Re: Bug #882: Cannot manually log in to database. - Mailing list pgsql-bugs

From Kinsey, Ben
Subject Re: Bug #882: Cannot manually log in to database.
Date
Msg-id 3B785392832ED71192AE00D0B7B0D75B1EE00C@aimail.aiinet.com
Whole thread Raw
List pgsql-bugs
Here's a little more detail as to how this socket file was getting deleted:

On the system I'm using, if you attempt to start postmaster when an instance
of it is already running, the socket file gets deleted.  It was discovered
that upon bootup of the system, the postgres startup script was being
executed twice in the /sbin/rc3.d directory, and this was causing the socket
file to get deleted.  It wasn't a cron job.

Ben Kinsey

-----Original Message-----
From: Tom Lane [mailto:tgl@sss.pgh.pa.us]
Sent: Friday, January 24, 2003 11:04 AM
To: Giles Lean
Cc: sk9887@sbc.com; benk@aiinet.com; pgsql-bugs@postgresql.org
Subject: Re: [BUGS] Bug #882: Cannot manually log in to database.


Giles Lean <giles@nemeton.com.au> writes:
> Either teach your /tmp cleaner not to clean out the socket files as
> Tom Lane suggested, or arrange to update the socket timestamps.  I
> think it's easier to just keep updating the timestamps -- then I don't
> have to educate each new system administrator.

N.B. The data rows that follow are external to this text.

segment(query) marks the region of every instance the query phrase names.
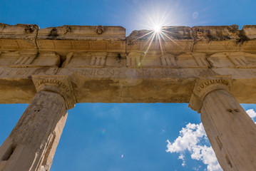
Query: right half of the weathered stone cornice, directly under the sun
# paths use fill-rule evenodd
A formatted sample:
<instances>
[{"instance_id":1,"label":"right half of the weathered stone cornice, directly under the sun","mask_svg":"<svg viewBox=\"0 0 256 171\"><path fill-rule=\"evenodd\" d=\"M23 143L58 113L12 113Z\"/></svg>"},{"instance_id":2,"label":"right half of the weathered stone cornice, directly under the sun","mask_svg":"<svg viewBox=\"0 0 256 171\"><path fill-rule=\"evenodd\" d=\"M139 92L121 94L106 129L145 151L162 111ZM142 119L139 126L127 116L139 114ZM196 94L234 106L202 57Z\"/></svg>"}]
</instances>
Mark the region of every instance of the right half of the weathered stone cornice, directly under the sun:
<instances>
[{"instance_id":1,"label":"right half of the weathered stone cornice, directly under the sun","mask_svg":"<svg viewBox=\"0 0 256 171\"><path fill-rule=\"evenodd\" d=\"M163 28L168 36L161 41L165 53L179 54L184 52L216 53L222 51L244 51L255 53L256 26L168 26ZM150 31L133 31L127 37L127 51L144 52L149 45ZM155 38L150 51L161 51Z\"/></svg>"}]
</instances>

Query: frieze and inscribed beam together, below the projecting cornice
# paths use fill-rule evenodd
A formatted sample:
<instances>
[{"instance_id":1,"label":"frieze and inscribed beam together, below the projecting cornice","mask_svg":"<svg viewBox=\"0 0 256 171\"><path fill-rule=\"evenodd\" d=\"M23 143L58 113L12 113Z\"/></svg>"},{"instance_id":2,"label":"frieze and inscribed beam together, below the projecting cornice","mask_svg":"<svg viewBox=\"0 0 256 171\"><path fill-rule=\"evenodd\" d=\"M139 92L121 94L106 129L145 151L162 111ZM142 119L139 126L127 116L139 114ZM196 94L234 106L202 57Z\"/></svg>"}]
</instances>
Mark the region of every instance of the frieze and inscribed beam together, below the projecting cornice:
<instances>
[{"instance_id":1,"label":"frieze and inscribed beam together, below the projecting cornice","mask_svg":"<svg viewBox=\"0 0 256 171\"><path fill-rule=\"evenodd\" d=\"M28 58L34 58L34 54ZM179 56L170 53L165 53L163 56L148 53L144 56L143 53L130 52L127 56L121 56L118 53L76 52L68 53L66 61L62 64L58 64L59 59L55 53L41 52L31 64L15 64L21 58L20 53L2 53L2 55L0 60L3 61L4 66L0 68L0 103L29 103L36 92L31 81L33 75L70 76L78 103L188 103L193 82L202 76L231 76L233 84L230 93L240 103L256 101L254 53L222 52L211 56L207 53L195 52L183 53ZM59 66L61 68L58 68ZM119 82L130 82L130 80L137 82L141 79L143 81L140 85L118 86ZM96 86L97 83L101 86ZM180 90L158 98L158 94L164 94L166 90L153 85ZM152 93L148 94L140 89L143 86ZM248 91L245 92L241 88L244 86ZM128 94L120 93L123 90L128 90L126 91ZM141 92L140 98L130 94L130 90ZM98 93L91 94L88 91Z\"/></svg>"}]
</instances>

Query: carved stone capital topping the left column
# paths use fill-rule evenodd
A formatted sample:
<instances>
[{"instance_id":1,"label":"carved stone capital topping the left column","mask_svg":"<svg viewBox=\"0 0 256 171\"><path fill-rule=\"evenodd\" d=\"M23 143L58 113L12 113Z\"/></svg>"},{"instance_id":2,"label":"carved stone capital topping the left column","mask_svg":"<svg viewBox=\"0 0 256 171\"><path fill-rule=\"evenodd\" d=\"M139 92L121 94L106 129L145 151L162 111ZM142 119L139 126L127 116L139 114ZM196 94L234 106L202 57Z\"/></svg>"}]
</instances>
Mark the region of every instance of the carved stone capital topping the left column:
<instances>
[{"instance_id":1,"label":"carved stone capital topping the left column","mask_svg":"<svg viewBox=\"0 0 256 171\"><path fill-rule=\"evenodd\" d=\"M76 97L69 76L34 75L32 80L37 91L51 91L62 95L66 101L66 110L75 106Z\"/></svg>"}]
</instances>

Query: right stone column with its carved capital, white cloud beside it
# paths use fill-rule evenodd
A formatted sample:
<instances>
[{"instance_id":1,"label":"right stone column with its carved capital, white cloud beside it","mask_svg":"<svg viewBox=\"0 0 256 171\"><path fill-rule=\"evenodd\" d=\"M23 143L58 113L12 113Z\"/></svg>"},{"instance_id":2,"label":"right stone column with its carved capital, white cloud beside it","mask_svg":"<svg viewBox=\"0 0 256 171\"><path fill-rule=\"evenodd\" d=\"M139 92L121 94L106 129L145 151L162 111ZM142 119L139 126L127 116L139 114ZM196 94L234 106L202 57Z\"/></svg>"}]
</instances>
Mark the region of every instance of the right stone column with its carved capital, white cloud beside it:
<instances>
[{"instance_id":1,"label":"right stone column with its carved capital, white cloud beside it","mask_svg":"<svg viewBox=\"0 0 256 171\"><path fill-rule=\"evenodd\" d=\"M223 170L255 170L256 125L230 94L229 79L200 79L190 108L201 120Z\"/></svg>"}]
</instances>

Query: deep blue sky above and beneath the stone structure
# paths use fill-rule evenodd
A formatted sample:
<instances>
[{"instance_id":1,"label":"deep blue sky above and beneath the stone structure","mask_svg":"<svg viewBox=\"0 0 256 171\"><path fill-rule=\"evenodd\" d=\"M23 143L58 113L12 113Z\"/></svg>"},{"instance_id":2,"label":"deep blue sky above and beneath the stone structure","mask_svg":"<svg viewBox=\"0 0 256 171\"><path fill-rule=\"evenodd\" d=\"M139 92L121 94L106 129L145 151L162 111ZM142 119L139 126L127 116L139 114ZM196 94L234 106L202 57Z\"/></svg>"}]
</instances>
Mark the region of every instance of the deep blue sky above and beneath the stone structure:
<instances>
[{"instance_id":1,"label":"deep blue sky above and beneath the stone structure","mask_svg":"<svg viewBox=\"0 0 256 171\"><path fill-rule=\"evenodd\" d=\"M157 22L162 17L165 26L237 24L242 28L256 24L255 6L255 0L1 0L0 22L38 24L40 28L123 26L128 36L135 29L150 29L150 19ZM11 133L26 106L0 105L0 144ZM256 110L256 105L242 106L245 110ZM250 110L250 115L256 114ZM210 144L201 129L200 115L186 103L76 104L76 108L68 110L51 171L214 170L216 163L209 163L207 159L211 156ZM197 136L198 142L178 146L178 140L186 136ZM209 148L203 148L204 145ZM195 156L195 151L188 147L198 147L195 150L200 149L206 155ZM215 167L215 170L220 169Z\"/></svg>"}]
</instances>

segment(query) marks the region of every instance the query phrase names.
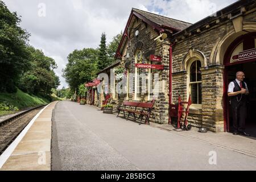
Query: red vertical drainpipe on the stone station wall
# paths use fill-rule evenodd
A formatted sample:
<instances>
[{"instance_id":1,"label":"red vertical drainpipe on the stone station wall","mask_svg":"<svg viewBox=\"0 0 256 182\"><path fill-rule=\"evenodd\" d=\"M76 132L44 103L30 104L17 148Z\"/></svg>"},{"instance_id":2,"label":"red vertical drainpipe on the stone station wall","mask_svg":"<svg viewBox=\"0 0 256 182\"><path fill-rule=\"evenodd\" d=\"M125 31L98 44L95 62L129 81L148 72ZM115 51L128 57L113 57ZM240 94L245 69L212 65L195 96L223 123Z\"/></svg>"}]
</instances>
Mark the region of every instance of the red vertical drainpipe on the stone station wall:
<instances>
[{"instance_id":1,"label":"red vertical drainpipe on the stone station wall","mask_svg":"<svg viewBox=\"0 0 256 182\"><path fill-rule=\"evenodd\" d=\"M171 105L172 105L172 46L174 46L175 43L170 45L170 49L169 49L169 110L168 110L168 115L169 115L169 119L168 119L168 124L171 125L172 121L171 121Z\"/></svg>"}]
</instances>

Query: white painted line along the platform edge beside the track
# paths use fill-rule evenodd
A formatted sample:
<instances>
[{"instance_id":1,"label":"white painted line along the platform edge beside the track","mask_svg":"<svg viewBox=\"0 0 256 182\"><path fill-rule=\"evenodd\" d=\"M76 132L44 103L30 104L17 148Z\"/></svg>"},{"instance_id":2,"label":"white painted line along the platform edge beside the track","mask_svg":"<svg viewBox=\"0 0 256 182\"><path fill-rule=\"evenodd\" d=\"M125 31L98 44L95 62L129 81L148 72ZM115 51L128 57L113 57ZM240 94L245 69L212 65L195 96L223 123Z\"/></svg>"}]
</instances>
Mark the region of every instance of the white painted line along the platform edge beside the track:
<instances>
[{"instance_id":1,"label":"white painted line along the platform edge beside the track","mask_svg":"<svg viewBox=\"0 0 256 182\"><path fill-rule=\"evenodd\" d=\"M51 104L51 103L50 103ZM39 111L38 114L35 115L33 119L31 119L30 123L24 128L24 130L18 135L18 137L13 141L13 143L10 144L8 148L3 152L2 155L0 155L0 169L3 167L3 164L6 163L6 160L9 159L11 154L13 154L13 151L15 150L16 146L18 146L20 140L26 135L27 131L30 129L30 127L34 124L35 120L39 117L39 115L48 107L50 104L45 106L42 110Z\"/></svg>"}]
</instances>

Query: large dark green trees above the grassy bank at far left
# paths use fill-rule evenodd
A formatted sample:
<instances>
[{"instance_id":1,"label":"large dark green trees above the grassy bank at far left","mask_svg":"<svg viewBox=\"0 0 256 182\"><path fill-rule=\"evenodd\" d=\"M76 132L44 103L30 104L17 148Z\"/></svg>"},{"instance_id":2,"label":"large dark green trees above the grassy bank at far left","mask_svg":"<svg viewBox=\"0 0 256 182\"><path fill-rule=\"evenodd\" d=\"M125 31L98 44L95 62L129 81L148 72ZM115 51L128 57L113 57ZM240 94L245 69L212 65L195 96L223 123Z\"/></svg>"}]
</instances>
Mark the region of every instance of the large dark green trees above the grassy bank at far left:
<instances>
[{"instance_id":1,"label":"large dark green trees above the grassy bank at far left","mask_svg":"<svg viewBox=\"0 0 256 182\"><path fill-rule=\"evenodd\" d=\"M0 0L0 92L24 92L51 100L52 88L60 84L53 69L55 61L34 47L28 46L26 30L19 27L20 18Z\"/></svg>"}]
</instances>

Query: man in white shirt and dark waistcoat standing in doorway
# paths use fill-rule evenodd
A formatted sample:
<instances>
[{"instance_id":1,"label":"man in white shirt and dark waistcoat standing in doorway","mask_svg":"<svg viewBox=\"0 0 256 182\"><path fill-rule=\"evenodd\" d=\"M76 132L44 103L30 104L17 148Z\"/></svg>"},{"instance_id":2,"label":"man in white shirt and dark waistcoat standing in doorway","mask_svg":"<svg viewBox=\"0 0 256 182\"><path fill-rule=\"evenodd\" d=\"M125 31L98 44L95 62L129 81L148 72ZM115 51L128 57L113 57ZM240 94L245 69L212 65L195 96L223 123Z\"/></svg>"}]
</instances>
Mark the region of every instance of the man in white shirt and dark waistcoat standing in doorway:
<instances>
[{"instance_id":1,"label":"man in white shirt and dark waistcoat standing in doorway","mask_svg":"<svg viewBox=\"0 0 256 182\"><path fill-rule=\"evenodd\" d=\"M228 88L228 96L231 101L232 115L233 115L233 135L242 134L250 137L245 133L245 119L246 119L246 96L249 94L246 82L243 81L245 73L237 72L236 80L230 82Z\"/></svg>"}]
</instances>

>     utimes("/tmp/.s.PGSQL.5432", (const struct timeval *) 0);

Hm, do you think that's portable?

There is already code in the postmaster to touch the socket lock file every
few minutes, so as to keep tmp-cleaners from zapping it.  (Or at least there
once was; I can't find it right now.)  If we could do the same for the
socket file it'd be really nice.  But I didn't think there was any portable
way to update the mod timestamp on a socket.